How things have changed. It used to be that carrying around excess fat was a sign of status: it meant you had the wealth to afford plenty to eat when many others went hungry. It was sexy. Now it seems as though the slim are the elite and being overweight is a growing source of derision.

And it’s getting nasty.

People around the world are shaming those who are overweight, but I can’t see that’s going to do anything to solve the obesity crisis. It may have worked well with smoking, but that was because second-hand smoke allowed for regulation to make smoking so inconvenient that many people finally got fed up and quit. We pushed smokers out of offices, malls, restaurants and finally bars, and when they had to take their smoke breaks in the rain and snow 15 metres from a door, many of them starting looking at quitting.
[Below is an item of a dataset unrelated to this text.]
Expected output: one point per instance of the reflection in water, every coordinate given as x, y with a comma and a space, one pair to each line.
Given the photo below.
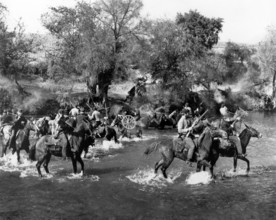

We can’t do that with eating.

We can’t force the overweight to go eat their lunch in the rain. Also, they can’t “quit” food. It’s not an all-or-none scenario like smoking is. Besides, I’d argue that the inconvenience of where and when they could smoke did more to hasten quitting than did the shaming. Stigma lowers self esteem and increases suffering. This is not a positive mental state for dealing with a very challenging dilemma: being overweight.

To a significant degree, our society has made people overweight by providing an over-abundance of highly-palatable and high-calorie food while at the same time creating technology that removes the need for a lot of physical activity. Now that same society is stigmatizing the overweight people it created.

Those who try to shame the overweight are the ones who should really be ashamed.